1) Der Verein hat ausschließlich Einzelmitglieder. Einzelmitglied des Vereins kann jede natürliche Person werden.

(2) Der Vorstand kann für besondere Verdienste um die EGL die Ehrenmitgliedschaft verleihen und Ehrungen in anderer Weise vornehmen. Die Ehrenmitgliedschaft beginnt mit der Annahme der Ehrung.

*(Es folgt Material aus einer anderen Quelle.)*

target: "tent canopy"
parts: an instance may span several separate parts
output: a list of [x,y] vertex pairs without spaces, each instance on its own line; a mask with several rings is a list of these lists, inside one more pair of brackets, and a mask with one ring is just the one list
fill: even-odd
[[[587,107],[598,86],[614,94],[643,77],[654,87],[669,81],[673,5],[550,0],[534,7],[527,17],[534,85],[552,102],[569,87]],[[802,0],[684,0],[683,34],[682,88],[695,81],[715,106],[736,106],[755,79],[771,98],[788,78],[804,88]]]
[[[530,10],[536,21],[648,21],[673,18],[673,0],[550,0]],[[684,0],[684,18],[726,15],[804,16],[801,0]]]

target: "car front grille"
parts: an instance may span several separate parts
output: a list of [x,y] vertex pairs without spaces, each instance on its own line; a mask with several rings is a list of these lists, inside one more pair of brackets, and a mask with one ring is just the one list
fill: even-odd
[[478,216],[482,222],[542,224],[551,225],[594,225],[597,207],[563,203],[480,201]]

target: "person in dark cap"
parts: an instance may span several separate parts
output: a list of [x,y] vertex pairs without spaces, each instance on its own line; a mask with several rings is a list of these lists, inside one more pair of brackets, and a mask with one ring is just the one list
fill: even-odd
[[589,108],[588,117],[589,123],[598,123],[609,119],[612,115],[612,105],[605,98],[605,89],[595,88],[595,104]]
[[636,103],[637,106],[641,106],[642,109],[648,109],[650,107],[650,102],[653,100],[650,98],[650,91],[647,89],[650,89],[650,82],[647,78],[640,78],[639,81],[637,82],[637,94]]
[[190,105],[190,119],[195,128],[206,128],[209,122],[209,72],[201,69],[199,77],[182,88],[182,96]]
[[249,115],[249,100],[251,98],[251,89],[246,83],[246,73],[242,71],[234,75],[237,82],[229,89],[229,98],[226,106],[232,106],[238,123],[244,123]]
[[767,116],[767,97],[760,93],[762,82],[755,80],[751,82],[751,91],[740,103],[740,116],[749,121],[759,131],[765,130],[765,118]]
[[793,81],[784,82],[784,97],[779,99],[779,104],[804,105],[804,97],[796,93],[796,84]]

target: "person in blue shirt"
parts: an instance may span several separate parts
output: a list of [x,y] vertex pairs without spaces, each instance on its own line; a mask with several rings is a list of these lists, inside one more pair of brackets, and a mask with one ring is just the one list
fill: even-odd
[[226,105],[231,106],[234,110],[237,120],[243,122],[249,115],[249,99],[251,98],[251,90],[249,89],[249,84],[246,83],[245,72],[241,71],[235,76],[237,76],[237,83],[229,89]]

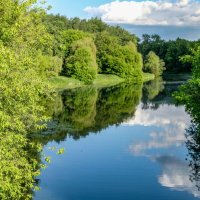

(3) Voraussetzung für den Erwerb der ordentlichen Mitgliedschaft ist ein schriftlicher Aufnahmeantrag, der an den Vorstand zu richten ist. (

4) Der Vorstand entscheidet über den Aufnahmeantrag nach freiem Ermessen. Bei Ablehnung des Antrags ist er nicht verpflichtet, dem Antragsteller die Gründe mitzuteilen.

(5) Die ordentliche Mitgliedschaft beginnt mit der Zahlung des ersten Mitgliedsbeitrages.

§ 4 - Beendigung der Mitgliedschaft

(1) Die Mitgliedschaft endet durch Tod, Ausschluß, Austritt aus dem Verein oder Streichung von der Mitgliederliste.

(2) Der Austritt erfolgt durch schriftliche Erklärung gegenüber dem Vorstand. Der Austritt kann nur zum Ende eines Geschäftsjahres erklärt werden, wobei eine Kündigungsfrist von drei Monaten einzuhalten ist. Der Austritt wird erst wirksam, wenn das Mitglied alle ihm gegenüber dem Verein obliegenden Verpflichtungen erfüllt hat.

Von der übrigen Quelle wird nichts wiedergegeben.